SD

Aggregate Demand and Aggregate Supply

Aggregate Demand (AD)

  • Definition: A schedule or curve showing the amounts of real output (real GDP) that buyers collectively desire to purchase at various price levels.
    • Buyers: Households, businesses, government, and foreign entities.
  • Inverse Relationship:
    • Price level rises ➔ quantity of real GDP demanded decreases.
    • Price level falls ➔ quantity of real GDP demanded increases.
  • Downward-Sloping Curve: Indicates inverse relationship between price levels and real output purchased.
    • Real Balances Effect: As prices fall, the purchasing power of money increases, leading to higher demand.
    • Interest-Rate Effect: When the price level falls, interest rates typically fall, stimulating borrowing and spending.
    • Foreign Trade Effect: A decrease in domestic price level makes exports cheaper and imports more expensive, increasing net exports.

Shifts in Aggregate Demand

  • Determinants of Aggregate Demand:
    • Consumer Spending: Affected by wealth, borrowing, expectations, taxes.
    • Investment Spending: Influenced by expected returns, technology, excess capacity, business taxes.
    • Government Spending:
    • Increases in spending lead to increases in AD (e.g., more computers for agencies).
    • Decreases in spending lead to decreases in AD (e.g., fewer transportation projects).
    • Net Exports:
    • A rise in national income abroad increases foreign demand for products.
    • Changes in dollar exchange rates impact Canadian exports/imports and thus aggregate demand.

Aggregate Supply (AS)

  • Definition: A schedule or curve showing the relationship between price level and the amount of real output firms produce.
  • Time Horizons:
    • Immediate Short Run: Fixed input and output prices; AS curve is horizontal at current price levels.
    • Short Run: Output prices are flexible, but input prices are relatively fixed; upward-sloping AS curve indicating a positive relationship between price level and output.
    • Long Run: All input and output prices are flexible; AS curve is vertical at full employment level of GDP.
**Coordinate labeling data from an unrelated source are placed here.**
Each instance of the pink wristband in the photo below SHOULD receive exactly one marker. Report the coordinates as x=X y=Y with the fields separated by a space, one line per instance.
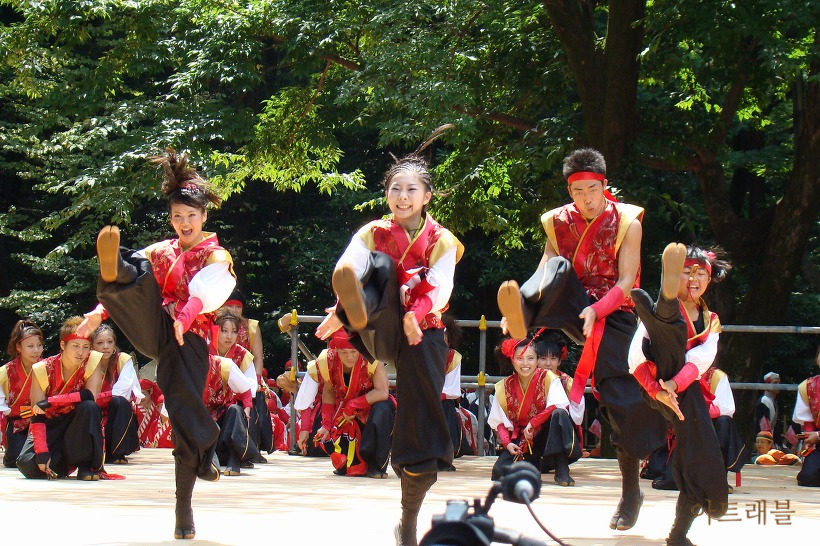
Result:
x=610 y=303
x=647 y=375
x=192 y=309
x=685 y=377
Determinants of Aggregate Supply

  • Input Prices: Costs of domestic and imported resources; productivity affects costs.
  • Legal-Institutional Environment: Taxes, subsidies, and regulations that impact business costs.

Economy's Equilibrium

  • Equilibrium Price Level and Real GDP: Occurs at the intersection of AD and AS curves; determines the economy's output.
    • Increased AD leads to demand-pull inflation (if AD shifts right).
    • Decreased AD can cause recession and cyclical unemployment (if AD shifts left).
    • Changes in AS can lead to cost-push inflation (if AS shifts left).

Impact of Shifts in AD/AS on the Economy

  • Demand-Pull Inflation: Increase from AD1 to AD2 raises price levels while real output only increases minimally due to higher prices.
  • Recession: Decrease in AD leads to lower output and potential unemployment due to sticky prices that do not adjust downward easily.
  • Cost-Push Inflation: Leftward shifts in AS raise price levels and decrease output simultaneously, exemplified by the oil-price shock.
  • Stimulus Measures (e.g., COVID-19): Government interventions aimed to sustain aggregate demand and supply during economic disruptions; various benefits provided support to workers and businesses.

Key Concepts for Review

  • Recall how aggregate demand and aggregate supply influence output and price levels in an economy.
  • Understand the mechanisms behind shifts in these curves and their implications for economic stability and growth.